A kind of website method for reconstructing, this method comprises: download step: the data of downloading the targeted website; Non-webpage treatment step: when data downloaded is non-web data, store this non-web data; Filtration step: when data downloaded is webpage, this webpage is filtered, to remove the invalid data in this webpage; Determining step: judge whether the webpage after filtering comprises link, hierarchical data and the Web page text of other data of definite object website; Link treatment step: for the link of other data of the definite object website in the webpage after filtering, return download step, download the data of this link sensing from remote server; Hierarchical data treatment step: for the hierarchical data in the webpage after filtering, resolve the hierarchical relationship of this hierarchical data, obtain the leafy node of hierarchical data, hierarchical data is stored according to its hierarchical relationship, and judge whether the leafy node of hierarchical data comprises the link of other data of definite object website, for the link of pointing to other data of targeted website in the leafy node, return download step, download the data that this link is pointed to from remote server; Web page text treatment step:, store this Web page text for the Web page text in the webpage after filtering; And reconstruction step: non-web data, hierarchical data and the Web page text that will store forms disk-based web site according to original structure.
The present invention downloads and is saved to this locality with the data of targeted website according to its original structure, and forms disk-based web site according to this structure.
Description of drawings
Fig. 1 is the applied environment synoptic diagram of website of the present invention reconstructing system preferred embodiment.
Fig. 2 is the functional block diagram of website reconstructing system among Fig. 1.
Fig. 3 is the process flow diagram of website of the present invention method for reconstructing preferred embodiment.

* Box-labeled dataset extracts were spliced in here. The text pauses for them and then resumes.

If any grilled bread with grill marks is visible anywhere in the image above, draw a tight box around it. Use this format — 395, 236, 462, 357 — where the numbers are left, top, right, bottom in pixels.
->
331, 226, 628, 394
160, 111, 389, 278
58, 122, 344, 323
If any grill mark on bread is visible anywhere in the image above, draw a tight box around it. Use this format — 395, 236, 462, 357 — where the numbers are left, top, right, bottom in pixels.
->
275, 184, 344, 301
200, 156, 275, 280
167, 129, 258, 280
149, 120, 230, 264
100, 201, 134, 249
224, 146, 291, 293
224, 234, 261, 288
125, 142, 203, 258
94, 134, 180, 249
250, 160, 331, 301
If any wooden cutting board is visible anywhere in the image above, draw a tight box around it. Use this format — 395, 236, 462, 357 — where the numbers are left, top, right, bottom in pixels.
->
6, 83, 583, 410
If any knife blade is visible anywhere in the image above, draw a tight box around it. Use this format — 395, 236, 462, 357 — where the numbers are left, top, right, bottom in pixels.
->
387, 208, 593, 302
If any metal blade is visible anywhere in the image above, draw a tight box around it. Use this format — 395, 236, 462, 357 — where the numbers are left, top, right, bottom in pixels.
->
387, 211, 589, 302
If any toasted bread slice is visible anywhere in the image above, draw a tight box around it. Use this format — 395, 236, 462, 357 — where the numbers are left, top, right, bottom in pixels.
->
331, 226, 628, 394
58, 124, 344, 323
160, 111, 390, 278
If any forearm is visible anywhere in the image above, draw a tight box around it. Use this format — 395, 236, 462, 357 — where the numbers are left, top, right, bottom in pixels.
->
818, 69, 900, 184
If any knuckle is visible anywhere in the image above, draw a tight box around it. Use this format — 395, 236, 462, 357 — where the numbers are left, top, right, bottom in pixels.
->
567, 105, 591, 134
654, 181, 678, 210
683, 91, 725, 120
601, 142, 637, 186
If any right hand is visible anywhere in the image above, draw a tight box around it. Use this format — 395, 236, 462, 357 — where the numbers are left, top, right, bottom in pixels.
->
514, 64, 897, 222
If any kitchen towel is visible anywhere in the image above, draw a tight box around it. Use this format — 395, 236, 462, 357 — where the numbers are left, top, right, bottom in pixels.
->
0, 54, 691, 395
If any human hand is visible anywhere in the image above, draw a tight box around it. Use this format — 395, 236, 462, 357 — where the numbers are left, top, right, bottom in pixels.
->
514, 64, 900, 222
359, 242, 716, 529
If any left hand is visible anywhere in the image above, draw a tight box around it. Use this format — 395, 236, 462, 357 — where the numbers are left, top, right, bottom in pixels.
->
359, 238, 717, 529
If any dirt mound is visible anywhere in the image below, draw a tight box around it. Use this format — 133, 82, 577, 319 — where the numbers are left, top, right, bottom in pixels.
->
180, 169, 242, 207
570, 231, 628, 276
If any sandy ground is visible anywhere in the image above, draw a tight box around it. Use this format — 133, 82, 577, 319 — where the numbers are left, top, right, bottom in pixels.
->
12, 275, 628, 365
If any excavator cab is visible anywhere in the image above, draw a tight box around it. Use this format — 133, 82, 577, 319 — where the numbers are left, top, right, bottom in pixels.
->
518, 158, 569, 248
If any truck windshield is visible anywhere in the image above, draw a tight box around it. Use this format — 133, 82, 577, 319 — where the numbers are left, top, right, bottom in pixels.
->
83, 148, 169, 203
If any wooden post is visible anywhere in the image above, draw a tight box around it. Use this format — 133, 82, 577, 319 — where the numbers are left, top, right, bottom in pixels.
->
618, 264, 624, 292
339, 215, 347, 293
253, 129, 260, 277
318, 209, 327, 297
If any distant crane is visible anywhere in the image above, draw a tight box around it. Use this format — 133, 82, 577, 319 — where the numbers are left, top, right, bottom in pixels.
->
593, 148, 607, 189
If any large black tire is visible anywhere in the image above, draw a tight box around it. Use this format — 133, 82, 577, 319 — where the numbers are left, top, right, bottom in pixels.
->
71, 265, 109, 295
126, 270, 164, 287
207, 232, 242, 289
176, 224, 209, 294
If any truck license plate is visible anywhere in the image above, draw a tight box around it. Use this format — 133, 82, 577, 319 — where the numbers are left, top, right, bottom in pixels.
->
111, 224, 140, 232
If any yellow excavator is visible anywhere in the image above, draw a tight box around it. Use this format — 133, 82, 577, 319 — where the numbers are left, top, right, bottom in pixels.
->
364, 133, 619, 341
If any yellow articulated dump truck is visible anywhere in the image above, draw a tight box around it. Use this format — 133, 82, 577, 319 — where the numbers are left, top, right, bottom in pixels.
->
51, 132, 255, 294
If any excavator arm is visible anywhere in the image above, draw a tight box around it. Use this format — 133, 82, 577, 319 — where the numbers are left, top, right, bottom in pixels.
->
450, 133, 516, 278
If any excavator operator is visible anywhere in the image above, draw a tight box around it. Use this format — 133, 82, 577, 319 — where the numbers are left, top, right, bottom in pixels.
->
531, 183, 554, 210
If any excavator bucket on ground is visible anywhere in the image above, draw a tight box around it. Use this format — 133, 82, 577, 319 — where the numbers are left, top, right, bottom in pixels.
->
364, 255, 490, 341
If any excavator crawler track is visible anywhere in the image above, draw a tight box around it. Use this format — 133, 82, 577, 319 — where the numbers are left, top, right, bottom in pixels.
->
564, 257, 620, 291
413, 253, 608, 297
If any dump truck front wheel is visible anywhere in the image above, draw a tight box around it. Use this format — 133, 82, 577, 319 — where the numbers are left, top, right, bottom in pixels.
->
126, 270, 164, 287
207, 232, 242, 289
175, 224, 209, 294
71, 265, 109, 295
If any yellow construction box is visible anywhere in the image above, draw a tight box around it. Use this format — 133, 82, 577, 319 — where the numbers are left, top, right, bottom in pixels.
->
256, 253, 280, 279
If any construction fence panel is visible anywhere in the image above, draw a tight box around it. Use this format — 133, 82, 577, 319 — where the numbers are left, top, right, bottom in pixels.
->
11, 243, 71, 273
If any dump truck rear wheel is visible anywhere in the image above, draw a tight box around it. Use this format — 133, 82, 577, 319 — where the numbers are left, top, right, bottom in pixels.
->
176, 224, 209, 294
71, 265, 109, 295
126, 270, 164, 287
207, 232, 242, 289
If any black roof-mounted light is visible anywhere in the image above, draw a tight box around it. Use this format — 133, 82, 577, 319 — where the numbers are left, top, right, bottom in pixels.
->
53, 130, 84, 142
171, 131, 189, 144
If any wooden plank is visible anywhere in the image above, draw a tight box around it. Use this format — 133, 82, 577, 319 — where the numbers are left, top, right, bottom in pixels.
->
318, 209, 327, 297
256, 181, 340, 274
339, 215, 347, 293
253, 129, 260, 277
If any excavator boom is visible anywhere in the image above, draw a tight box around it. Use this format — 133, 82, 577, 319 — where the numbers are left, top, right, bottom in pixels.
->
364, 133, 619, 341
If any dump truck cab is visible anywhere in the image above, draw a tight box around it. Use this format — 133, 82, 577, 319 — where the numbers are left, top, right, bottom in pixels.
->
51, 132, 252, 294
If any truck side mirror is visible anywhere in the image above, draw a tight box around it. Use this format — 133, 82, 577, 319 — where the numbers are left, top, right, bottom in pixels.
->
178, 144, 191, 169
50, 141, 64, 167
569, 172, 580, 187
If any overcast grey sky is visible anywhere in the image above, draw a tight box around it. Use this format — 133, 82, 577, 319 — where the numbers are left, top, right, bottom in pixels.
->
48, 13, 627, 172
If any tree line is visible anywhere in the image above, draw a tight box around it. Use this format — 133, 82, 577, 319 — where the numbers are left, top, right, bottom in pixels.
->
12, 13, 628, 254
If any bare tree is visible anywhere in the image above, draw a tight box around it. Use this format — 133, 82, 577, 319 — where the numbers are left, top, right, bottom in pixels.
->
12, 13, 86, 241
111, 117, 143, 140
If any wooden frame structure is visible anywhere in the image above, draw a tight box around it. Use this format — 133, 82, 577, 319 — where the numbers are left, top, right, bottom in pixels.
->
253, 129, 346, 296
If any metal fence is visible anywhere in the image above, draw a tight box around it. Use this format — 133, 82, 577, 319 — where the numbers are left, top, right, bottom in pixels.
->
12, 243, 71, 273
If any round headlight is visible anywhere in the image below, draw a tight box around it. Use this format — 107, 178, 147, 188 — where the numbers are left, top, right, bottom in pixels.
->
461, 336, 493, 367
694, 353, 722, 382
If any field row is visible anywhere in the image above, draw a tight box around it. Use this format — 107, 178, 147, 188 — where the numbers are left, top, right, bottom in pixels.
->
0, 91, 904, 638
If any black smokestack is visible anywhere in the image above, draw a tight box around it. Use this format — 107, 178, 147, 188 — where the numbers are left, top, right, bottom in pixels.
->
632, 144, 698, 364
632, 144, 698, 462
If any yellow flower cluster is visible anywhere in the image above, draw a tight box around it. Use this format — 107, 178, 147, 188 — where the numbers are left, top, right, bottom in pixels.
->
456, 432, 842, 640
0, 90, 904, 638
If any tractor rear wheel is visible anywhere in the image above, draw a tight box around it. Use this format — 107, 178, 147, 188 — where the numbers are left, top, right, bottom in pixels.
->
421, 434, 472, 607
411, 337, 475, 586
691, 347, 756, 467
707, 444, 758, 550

The main element symbol description
The |
10 |
Home server | 11 |
|
12 |
|
13 |
The targeted |
14 |
|
15 |
|
16 |
|
17 |
Download module | 200 |
Non-webpage processing module | 210 |
Filtering module | 220 |
Judge module | 230 |
The hierarchical data processing module | 240 |
The Web page text processing module | 250 |
Reconstructed module | 260 |
Embodiment
Consulting shown in Figure 1ly, is the applied environment synoptic diagram of website of the present invention reconstructing system preferred embodiment.This website reconstructing system 10 runs in the home server 11.This home server 11 communicates to connect by external network 13 (for example internet) and remote server 12.This remote server 12 establishes targeted website 14, packet purse rope page or leaf of this targeted website 14 (for example webpage of html format) and non-web data (for example file of exe, doc or zip form).Described home server 11 also communicates to connect by internal network 16 and a plurality of clients 15.The database 17 that with home server 11 be connected downloaded and stored to described website reconstructing system 10 according to its original structure from remote server 12 with the data of targeted website 14, and data downloaded is formed disk-based web site and presents to the local user by client 15 according to its original structure.Described client 15 can be any suitable data processing equipment, for example personal computer, mobile phone and personal digital assistant.
Consulting shown in Figure 2ly, is the functional block diagram of reconstructing system 10 preferred embodiments in website among Fig. 1.Described website reconstructing system 10 comprises download module 200, non-webpage processing module 210, filtering module 220, judge module 230, hierarchical data processing module 240, Web page text processing module 250 and reconstructed module 260.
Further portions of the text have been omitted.